En laten we wel wezen, het vergt ook weer niet zóveel hervormingen om de waterschappen minstens zo democratisch als de gemeenteraad te maken. Al vergt democratisering uiteindelijk natuurlijk meer dan enkel vrije verkiezingen. Het gaat er ook om dat een duidelijke en transparante politiek gevoerd wordt en aan een kritisch mediabestel wordt gewerkt zodat elke lobbyclub die een democratische façade voor private belangen schept door een partij op te richten, direct wordt doorprikt.
De komende maanden zullen nog wel even door blijven praten over de verkiezingswinst van de door de veevoerlobby opgezette Boer Burger ‘Beweging’ bij de Provinciale Statenverkiezing, maar gisteren werd ook bekend dat in de waterschappen de PvdA en WaterNatuurlijk (gelieerd aan GroenLinks, D66 en Volt) waarschijnlijk beide klinkende verkiezingszeges hebben geboekt. Daarmee staat de landbouwlobby nog niet buitenspel (ook BBB boekte forse winst in de waterschappen), maar wellicht lukt het de waterschapsbesturen om het nodige extra tegenwicht te bieden tegen de macht van het kiloknallerkapitaal.

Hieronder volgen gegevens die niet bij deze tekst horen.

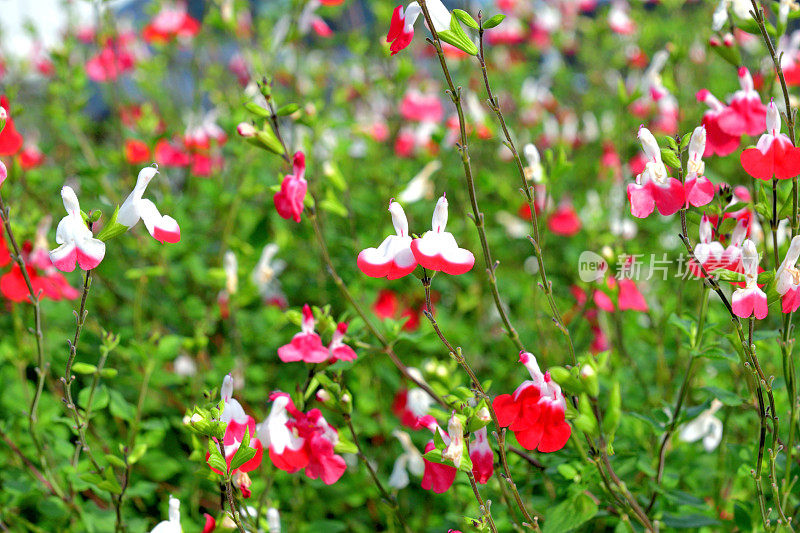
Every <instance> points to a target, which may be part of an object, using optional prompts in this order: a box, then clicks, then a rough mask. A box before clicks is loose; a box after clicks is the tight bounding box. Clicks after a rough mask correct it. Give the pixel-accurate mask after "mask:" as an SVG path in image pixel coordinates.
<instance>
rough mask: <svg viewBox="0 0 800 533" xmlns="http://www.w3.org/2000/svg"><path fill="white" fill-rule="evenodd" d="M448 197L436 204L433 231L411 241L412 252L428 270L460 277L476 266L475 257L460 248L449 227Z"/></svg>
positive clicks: (443, 194)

In plaats van opheffing te bepleiten, wil ik daarom een andere vraag stellen: waarom hebben we eigenlijk alleen maar waterschappen? Waarom is het waterbeheer wél en het beheer van andere nutsvoorzieningen niet onderhevig aan enigszins democratische controle? De NOS sloeg de spijker op zijn kop toen ze zich in een promotiefilmpje retorisch afvroeg: ‘veilige dijken, genoeg water, schoon water, dat is allemaal belangrijk, maar waarom zijn daar verkiezingen voor nodig? We stemmen toch ook niet voor wie het ziekenhuis bestuurt? Of de GGD? Of de politie?’ Inderdaad, we hoeven maar te kijken naar het wanbeleid bij enkele ziekenhuizen, de bezuinigingen op de GGD, of de misstanden bij de politie om te begrijpen dat privatisering en aanbesteden van dit soort taken, of het gebrek aan inspraak, transparantie en democratie, aan de basis staan van de ontstane problematiek aldaar.

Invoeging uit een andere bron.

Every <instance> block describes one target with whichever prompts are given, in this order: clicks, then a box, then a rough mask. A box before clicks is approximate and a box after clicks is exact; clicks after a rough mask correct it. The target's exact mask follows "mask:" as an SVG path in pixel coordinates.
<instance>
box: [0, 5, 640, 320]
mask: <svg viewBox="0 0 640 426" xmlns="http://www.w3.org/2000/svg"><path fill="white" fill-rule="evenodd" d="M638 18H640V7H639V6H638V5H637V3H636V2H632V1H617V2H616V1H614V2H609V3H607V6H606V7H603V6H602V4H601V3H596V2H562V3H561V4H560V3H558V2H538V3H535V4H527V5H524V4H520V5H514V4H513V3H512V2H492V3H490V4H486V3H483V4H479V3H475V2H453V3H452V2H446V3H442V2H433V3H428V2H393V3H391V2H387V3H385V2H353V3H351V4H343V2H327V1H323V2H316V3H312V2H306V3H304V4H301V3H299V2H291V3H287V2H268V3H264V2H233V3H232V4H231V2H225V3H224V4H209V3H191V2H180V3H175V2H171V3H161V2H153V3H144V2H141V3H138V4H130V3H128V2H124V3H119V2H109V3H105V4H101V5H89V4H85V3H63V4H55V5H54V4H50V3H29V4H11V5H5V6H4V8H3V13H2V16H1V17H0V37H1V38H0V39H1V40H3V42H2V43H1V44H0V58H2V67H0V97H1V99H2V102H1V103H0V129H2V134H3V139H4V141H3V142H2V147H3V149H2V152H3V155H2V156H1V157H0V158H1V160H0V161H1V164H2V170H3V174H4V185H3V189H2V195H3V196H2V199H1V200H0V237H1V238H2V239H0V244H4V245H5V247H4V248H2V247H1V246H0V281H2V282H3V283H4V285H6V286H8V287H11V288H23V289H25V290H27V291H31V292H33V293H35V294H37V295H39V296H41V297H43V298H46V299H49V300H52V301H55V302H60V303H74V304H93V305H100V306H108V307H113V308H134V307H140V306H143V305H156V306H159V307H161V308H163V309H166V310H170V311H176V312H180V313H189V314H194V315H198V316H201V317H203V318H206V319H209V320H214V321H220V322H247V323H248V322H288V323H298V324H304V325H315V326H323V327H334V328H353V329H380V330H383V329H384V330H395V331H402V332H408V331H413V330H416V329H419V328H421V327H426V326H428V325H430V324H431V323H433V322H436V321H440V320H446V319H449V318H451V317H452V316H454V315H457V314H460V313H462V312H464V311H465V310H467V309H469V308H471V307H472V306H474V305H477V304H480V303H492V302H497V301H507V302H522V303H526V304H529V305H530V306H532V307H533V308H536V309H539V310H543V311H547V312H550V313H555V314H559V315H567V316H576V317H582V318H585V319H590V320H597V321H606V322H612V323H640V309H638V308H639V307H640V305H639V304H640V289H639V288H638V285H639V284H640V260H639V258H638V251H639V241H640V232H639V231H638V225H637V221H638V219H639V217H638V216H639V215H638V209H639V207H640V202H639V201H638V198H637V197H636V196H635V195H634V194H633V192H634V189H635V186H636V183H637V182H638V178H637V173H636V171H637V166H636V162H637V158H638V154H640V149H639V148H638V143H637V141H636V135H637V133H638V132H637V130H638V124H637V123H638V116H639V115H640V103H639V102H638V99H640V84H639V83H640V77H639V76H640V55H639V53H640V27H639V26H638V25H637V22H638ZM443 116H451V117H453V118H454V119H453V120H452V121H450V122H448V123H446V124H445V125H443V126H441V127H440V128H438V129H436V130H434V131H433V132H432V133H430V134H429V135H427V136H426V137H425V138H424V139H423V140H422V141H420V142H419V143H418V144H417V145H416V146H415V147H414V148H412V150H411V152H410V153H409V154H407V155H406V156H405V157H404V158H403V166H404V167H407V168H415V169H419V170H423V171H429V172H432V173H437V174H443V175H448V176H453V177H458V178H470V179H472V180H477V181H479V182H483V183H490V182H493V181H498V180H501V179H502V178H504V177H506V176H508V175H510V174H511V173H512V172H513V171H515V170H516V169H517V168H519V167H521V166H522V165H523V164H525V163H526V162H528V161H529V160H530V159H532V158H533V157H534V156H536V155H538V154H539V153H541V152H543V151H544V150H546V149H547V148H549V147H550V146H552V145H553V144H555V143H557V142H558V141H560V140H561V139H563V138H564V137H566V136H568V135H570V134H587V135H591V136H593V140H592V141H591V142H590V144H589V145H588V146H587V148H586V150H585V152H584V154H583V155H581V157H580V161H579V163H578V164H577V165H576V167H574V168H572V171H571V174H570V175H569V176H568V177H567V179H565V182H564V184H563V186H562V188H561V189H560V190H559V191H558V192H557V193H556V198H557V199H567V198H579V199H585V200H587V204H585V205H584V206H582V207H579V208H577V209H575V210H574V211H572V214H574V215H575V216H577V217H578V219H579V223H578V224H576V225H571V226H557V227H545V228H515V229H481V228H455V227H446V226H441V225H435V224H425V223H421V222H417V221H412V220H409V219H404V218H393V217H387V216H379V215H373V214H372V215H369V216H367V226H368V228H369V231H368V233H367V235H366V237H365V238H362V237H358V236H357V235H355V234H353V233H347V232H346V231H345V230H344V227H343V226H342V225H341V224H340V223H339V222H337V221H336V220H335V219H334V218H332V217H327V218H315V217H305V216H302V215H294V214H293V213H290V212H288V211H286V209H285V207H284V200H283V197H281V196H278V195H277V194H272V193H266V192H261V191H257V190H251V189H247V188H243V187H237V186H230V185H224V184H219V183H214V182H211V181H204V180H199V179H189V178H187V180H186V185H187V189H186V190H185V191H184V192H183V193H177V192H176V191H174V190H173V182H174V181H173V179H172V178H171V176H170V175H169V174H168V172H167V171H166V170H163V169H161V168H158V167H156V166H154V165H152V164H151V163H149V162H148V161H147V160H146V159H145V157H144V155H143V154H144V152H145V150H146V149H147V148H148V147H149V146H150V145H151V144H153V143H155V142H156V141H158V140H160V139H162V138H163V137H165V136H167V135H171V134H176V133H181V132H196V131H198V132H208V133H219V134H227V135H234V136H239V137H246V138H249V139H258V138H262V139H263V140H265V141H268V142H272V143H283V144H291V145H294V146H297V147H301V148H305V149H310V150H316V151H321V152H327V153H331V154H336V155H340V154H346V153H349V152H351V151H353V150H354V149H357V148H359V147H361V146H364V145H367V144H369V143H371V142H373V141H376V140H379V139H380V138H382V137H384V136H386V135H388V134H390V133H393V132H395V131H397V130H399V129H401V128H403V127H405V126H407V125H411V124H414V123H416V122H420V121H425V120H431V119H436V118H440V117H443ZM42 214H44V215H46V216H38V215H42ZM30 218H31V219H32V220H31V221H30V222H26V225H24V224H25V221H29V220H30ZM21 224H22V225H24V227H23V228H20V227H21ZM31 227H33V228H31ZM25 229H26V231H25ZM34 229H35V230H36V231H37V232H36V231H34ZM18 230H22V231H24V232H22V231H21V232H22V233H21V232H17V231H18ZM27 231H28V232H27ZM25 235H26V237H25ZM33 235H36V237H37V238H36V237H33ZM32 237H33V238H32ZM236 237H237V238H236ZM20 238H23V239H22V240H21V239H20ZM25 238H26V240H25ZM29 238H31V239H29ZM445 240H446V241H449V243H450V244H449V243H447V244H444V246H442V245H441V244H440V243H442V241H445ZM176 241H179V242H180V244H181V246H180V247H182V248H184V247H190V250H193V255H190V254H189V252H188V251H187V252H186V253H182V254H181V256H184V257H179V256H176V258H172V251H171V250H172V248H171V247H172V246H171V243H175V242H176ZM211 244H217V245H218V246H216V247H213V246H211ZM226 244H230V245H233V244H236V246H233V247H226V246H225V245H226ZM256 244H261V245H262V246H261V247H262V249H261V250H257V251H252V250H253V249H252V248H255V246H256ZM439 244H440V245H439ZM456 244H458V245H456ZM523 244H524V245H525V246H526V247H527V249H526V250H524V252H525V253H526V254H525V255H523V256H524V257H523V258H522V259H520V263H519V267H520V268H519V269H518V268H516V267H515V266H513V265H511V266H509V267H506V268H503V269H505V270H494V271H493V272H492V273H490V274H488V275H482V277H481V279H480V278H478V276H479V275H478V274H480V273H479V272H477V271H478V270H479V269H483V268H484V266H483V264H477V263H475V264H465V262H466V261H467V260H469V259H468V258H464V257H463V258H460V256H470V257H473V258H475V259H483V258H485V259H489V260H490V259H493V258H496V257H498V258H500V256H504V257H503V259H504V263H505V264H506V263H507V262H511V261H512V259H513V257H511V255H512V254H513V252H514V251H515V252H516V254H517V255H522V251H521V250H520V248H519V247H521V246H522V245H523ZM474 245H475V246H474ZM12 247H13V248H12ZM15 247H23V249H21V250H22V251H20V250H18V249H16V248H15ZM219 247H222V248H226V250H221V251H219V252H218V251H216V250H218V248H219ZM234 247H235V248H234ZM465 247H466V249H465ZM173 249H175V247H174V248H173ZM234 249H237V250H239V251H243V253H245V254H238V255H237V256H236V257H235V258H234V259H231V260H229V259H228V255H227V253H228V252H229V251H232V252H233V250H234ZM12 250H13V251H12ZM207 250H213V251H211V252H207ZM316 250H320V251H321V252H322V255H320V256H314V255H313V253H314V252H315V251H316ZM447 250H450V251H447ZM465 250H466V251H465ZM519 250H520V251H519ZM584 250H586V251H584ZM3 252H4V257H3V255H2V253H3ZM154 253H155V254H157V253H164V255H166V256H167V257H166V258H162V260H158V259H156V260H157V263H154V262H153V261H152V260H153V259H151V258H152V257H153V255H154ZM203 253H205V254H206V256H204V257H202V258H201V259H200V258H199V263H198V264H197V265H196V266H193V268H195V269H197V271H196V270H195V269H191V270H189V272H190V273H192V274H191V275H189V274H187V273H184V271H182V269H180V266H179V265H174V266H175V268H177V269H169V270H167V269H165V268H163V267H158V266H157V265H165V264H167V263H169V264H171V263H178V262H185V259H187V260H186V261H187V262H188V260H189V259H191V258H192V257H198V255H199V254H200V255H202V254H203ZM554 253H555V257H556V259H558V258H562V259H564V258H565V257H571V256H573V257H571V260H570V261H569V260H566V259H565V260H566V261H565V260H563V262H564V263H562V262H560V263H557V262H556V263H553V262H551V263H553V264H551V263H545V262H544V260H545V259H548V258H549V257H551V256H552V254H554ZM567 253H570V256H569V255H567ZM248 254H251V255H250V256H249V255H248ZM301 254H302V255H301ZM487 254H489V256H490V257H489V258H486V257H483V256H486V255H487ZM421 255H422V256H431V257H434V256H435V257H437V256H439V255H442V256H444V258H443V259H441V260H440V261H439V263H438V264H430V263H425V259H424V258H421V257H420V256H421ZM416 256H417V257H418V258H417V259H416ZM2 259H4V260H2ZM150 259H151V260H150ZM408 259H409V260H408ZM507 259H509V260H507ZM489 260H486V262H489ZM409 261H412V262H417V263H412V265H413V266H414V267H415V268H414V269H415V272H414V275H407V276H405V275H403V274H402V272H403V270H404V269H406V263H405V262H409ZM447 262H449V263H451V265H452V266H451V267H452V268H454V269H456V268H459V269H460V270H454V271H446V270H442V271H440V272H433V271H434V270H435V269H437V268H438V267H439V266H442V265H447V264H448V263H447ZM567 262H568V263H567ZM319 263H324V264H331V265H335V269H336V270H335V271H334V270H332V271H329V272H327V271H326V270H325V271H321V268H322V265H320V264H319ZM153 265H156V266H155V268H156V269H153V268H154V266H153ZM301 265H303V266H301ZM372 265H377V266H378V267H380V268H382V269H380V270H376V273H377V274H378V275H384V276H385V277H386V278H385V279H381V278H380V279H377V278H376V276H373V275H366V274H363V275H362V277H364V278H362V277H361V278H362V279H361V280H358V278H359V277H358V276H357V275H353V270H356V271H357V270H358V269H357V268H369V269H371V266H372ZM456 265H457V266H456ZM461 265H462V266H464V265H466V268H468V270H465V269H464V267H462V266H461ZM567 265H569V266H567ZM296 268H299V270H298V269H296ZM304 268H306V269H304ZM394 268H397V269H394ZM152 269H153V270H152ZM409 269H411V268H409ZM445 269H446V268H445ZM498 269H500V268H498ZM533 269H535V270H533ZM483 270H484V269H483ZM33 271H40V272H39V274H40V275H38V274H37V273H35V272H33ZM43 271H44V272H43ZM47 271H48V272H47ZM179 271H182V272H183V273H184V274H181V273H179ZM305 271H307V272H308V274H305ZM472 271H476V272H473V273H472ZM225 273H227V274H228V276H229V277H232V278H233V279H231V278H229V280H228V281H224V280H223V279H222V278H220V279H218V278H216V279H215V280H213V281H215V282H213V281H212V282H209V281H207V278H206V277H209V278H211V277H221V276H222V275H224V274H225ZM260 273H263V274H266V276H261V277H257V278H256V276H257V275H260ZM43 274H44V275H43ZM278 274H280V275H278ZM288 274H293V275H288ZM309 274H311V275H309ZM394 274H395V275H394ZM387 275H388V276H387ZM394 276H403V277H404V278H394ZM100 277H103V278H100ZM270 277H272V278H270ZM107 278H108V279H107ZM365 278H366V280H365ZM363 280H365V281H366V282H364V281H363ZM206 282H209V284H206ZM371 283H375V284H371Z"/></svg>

Dus vraag ik me af: waarom bestaan er geen democratische instituties zoals de waterschappen, die beslissen over onze energievoorziening, vuilverwerking, internet, databeheer, openbaar vervoer, financiële stabiliteit of infrastructuur? Zijn dat soort zaken niet minstens zo belangrijk, te belangrijk om over te laten aan private partijen? Die laatste voorzien immers alleen in het algemeen nut als daar winst op behaald kan worden.
Beslissingen over torenhoge energieprijzen, ongewenste gasboringen, het faciliteren van witwassen en belastingontwijking, het verdwijnen van bankautomaten of het schrappen van bushaltes worden nu gedicteerd door de wetten van vraag en aanbod: rendeert het niet, dan krijgt u het niet. Als het waterschap beslist om een dijk te verwaarlozen omdat het dijkonderhoud te duur is, dan kun je daar nog iets aan doen via het waterschap, maar als een bank beslist de bankautomaat te sluiten, sta je met lege handen.

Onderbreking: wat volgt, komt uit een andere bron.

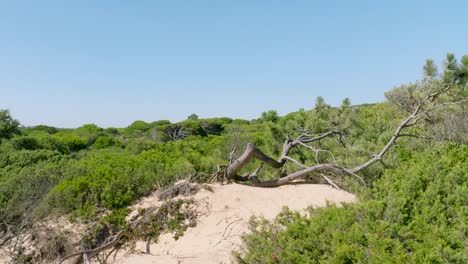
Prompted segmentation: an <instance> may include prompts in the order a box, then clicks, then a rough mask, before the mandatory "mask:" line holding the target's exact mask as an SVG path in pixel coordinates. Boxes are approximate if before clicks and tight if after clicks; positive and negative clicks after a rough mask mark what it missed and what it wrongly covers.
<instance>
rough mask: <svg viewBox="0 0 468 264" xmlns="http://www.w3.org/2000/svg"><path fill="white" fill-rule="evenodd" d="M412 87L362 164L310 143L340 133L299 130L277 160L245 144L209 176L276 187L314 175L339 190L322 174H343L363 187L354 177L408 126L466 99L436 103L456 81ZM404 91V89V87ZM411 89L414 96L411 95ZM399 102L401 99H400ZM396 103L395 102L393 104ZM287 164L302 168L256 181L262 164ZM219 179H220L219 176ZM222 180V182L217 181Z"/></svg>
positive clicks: (394, 139) (459, 103) (404, 89)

Dat hoeft uiteraard niet zo te zijn, maar het vergt wel institutionele veranderingen waarbij niet alleen waterbeheer, maar ook andere voorzieningen onderhevig worden aan democratische controle in plaats van de wetten van de markt. Laten we de waterschappen niet alleen verder democratiseren, maar ook tot een ‘typisch Nederlands’ voorbeeld maken van hoe we onze maatschappij willen organiseren: niet op basis van economische prikkels maar op basis van democratische keuzes. Want wij blijven wel achter in die polder, ook als het kapitaal wegstroomt.
Jouke Huijzer is redacteur van Jacobin Nederland.